# For Sale - 240 Wa Gyuto



## Dave Martell (May 5, 2018)

*240mm Wa Gyuto - CPM154*









Model - Gyuto
Blade Length - 240mm
Steel - CPM154 (powdered stainless)
Hardness - Rc 61-62 (with cryo)
Height (at heel) - 55mm
Weight - 8oz (227g)
Handle Style - Wa (Octagonal)
Handle Dimensions - 20/25mm x 23/26mm x 135mm
Handle Materials - Maple Burl & Paper Micarta
Collection - Standard
FREE Lifetime Sharpening included!

Made from CPM154 powdered stainless steel to have great edge retention, ease of sharpening, and low maintenance requirements.


Food separation will be good, primarily as a result of the (thin) convex grind towards the edge, and also assisted by a forward balance where weight is retained in the upper section of the blade as much as possible. 


The spine, although nicely tapered, retains strength and resists flex yet the tip is thinly ground for making proper score cuts as required.


The octagonal wa style handle is full sized (see above dimensions) made from a blue dyed maple burl for the main section paired with a black paper micarta ferrule. I can see this handle appealing to a person who likes some color in their life but not so in your face. It has a sort of deep space look to it, yet simple.

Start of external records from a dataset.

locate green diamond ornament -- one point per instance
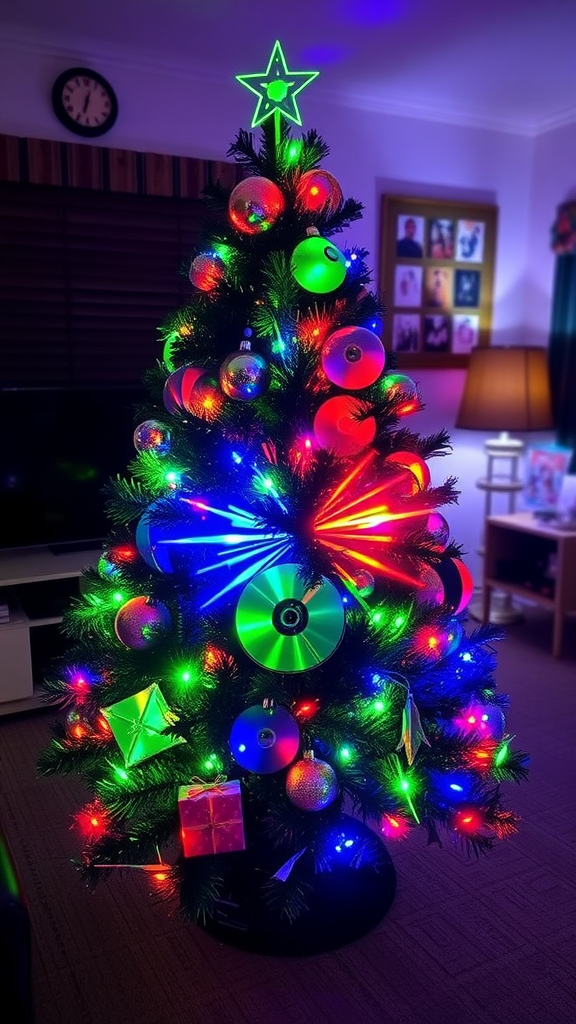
(277, 88)
(138, 723)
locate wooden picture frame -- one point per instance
(437, 278)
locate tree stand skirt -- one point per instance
(343, 902)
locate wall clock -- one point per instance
(84, 101)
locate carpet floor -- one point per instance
(466, 941)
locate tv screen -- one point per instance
(60, 446)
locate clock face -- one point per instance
(84, 101)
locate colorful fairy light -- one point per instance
(467, 820)
(395, 826)
(92, 821)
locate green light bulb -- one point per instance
(277, 91)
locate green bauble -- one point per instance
(318, 266)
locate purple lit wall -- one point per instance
(371, 154)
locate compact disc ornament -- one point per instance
(353, 357)
(285, 626)
(264, 739)
(337, 425)
(312, 784)
(255, 205)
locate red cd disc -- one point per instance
(264, 739)
(336, 425)
(353, 357)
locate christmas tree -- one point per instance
(270, 671)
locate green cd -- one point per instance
(285, 626)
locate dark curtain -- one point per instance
(563, 352)
(563, 333)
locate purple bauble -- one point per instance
(140, 622)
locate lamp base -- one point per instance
(502, 610)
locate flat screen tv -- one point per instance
(59, 448)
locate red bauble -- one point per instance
(318, 192)
(457, 583)
(336, 425)
(207, 271)
(255, 205)
(177, 388)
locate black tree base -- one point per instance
(343, 902)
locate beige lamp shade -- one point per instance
(506, 389)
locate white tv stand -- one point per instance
(30, 571)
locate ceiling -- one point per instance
(501, 64)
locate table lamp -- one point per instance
(506, 389)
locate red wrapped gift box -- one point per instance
(211, 818)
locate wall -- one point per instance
(371, 154)
(553, 181)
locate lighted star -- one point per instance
(277, 88)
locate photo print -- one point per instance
(408, 285)
(410, 237)
(438, 287)
(466, 288)
(438, 334)
(441, 239)
(465, 328)
(406, 333)
(469, 245)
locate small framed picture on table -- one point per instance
(545, 470)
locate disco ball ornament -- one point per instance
(177, 388)
(206, 399)
(337, 425)
(312, 784)
(207, 271)
(113, 559)
(255, 205)
(244, 375)
(317, 265)
(430, 589)
(140, 622)
(353, 357)
(318, 192)
(152, 435)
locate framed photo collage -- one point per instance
(437, 273)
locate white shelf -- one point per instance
(22, 567)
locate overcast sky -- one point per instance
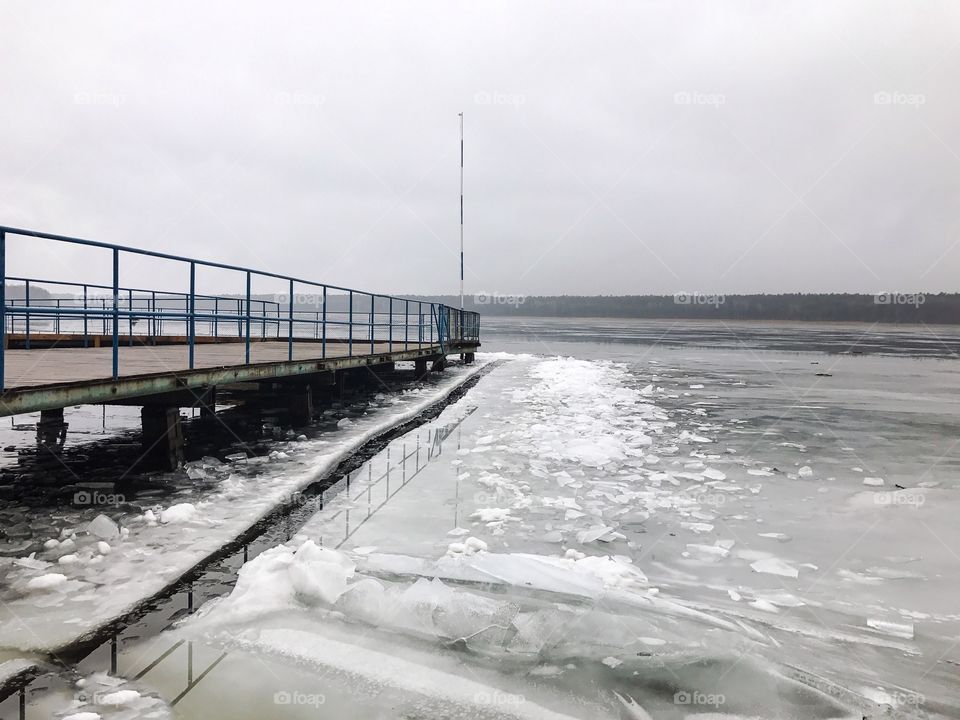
(611, 148)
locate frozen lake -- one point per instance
(623, 520)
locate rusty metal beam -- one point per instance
(108, 391)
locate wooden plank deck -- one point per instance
(45, 366)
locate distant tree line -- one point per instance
(942, 308)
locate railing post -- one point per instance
(3, 304)
(289, 325)
(116, 313)
(85, 340)
(350, 326)
(26, 311)
(192, 316)
(248, 319)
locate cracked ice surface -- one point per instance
(566, 536)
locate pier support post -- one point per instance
(51, 430)
(419, 368)
(300, 405)
(162, 436)
(208, 404)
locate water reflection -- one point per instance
(141, 654)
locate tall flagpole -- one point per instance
(461, 211)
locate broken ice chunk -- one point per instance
(900, 630)
(775, 566)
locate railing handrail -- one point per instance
(181, 258)
(434, 324)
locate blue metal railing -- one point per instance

_*Please see close up pictures for details.



_*Price - $525


**If interested in purchasing you can either checkout HERE or send me a PM with your email address and location and I'll follow by sending you a Paypal invoice.




*


----------



## Dave Martell (May 6, 2018)

Price dropped - need to sell ASAP! :sad0:

https://martellknives.com/collections/buy/products/240mm-wa-gyuto-cpm154


----------



## Dave Martell (May 7, 2018)

Don't make me drop the price again! :shocked3:


----------



## Dave Martell (May 7, 2018)

OK, *I dropped the price again* - my pain is your gain - really hoping it sells. :dazed:


----------



## Nemo (May 7, 2018)

Nice looking knife Dave. Is this the same grind as my O1?


----------



## Dave Martell (May 7, 2018)

Nemo said:


> Nice looking knife Dave. Is this the same grind as my O1?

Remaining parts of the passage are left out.